Concepts

These terms appear throughout NeMo Retriever Library documentation.

Job

An ingestion job is a unit of work you run on input content (documents, audio, video, and other supported types). You submit jobs through the ingestor Python API (for example Ingestor task chains such as .extract(...)) or the retriever ingest CLI—not by posting a standalone JSON job document. Default tasks target strong recall; customize behavior with task keyword arguments (including chunking and splitting on .extract()) or custom UDF-style operations (NeMo Retriever graph). Results are structured metadata and annotations (Ray Dataset, pandas DataFrame, or similar).

Pipeline and tasks

NeMo Retriever Library does not run one static pipeline on every document. You configure tasks such as parsing, chunking, embedding, storage, and filtering per job. Related topics: Extending/Customizing NeMo Retriever Library with custom code.

Extraction metadata

Output is a Ray Dataset (Ray Data) or pandas DataFrame listing extracted objects (text regions, tables, images, and so on), processing notes, and timing or trace data. Field-level detail is in the metadata reference.

Embeddings and retrieval

Optionally, the library can compute embeddings for extracted content and store vectors in LanceDB for downstream semantic or hybrid search in your application. For multimodal (VLM) embedding options, see Multimodal embeddings (VLM).

Chunking

Chunking is built into the .extract() task and depends on content type:

PDF, DOCX, and PPTX — Text is grouped using built-in page boundaries (one chunk per page where the format has pages).
Plain text (.txt) and HTML — Formats without natural page breaks are split into segments of 1024 tokens by default, using the Llama 3.2 1B tokenizer so chunk boundaries stay aligned with the default embedding tokenizer. The NeMo Retriever container image bundles this tokenizer, so default text chunking does not require a Hugging Face access token. See Token-based splitting and Environment variables for overrides and other runtimes.
Audio and video — Media is split into segments for decoding and ASR using ffmpeg-based rules (configurable size, time, or frame split modes in the media chunking stage).

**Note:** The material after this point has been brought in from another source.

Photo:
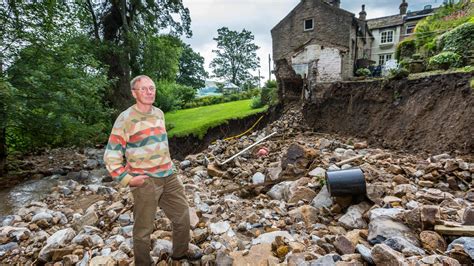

With the Parakeet ASR path, you can optionally emit sentence-like segments using extract_audio_params={"segment_audio": True}; see Speech and audio extraction.

For PDF parallelism before Ray processing (large files), see PDF pre-splitting for parallel ingest.

Token-based splitting

Token-based splitting uses the Llama 3.2 1B tokenizer (default meta-llama/Llama-3.2-1B) with configurable max_tokens and overlap_tokens when you add an explicit .split(...) stage or when the pipeline applies the default text segmentation for unstructured text. In the shipped NeMo Retriever container, tokenizer assets are included locally, so you do not need HF_ACCESS_TOKEN for this default path. If your runtime loads the tokenizer from the Hugging Face Hub instead (for example, some library-only installs), set HF_ACCESS_TOKEN or pass hf_access_token in task params when the Hub requires it. Details appear in the Python API guide.

Deployment modes

Library mode — Run without the full container stack where appropriate; see Deployment options.
Kubernetes / Helm (self-hosted) — See Deploy (Helm chart) and deployment options for running the full microservices pipeline on your infrastructure.
Notebooks — Jupyter examples for experimentation and RAG demos.

For a concise comparison, refer to Deployment options.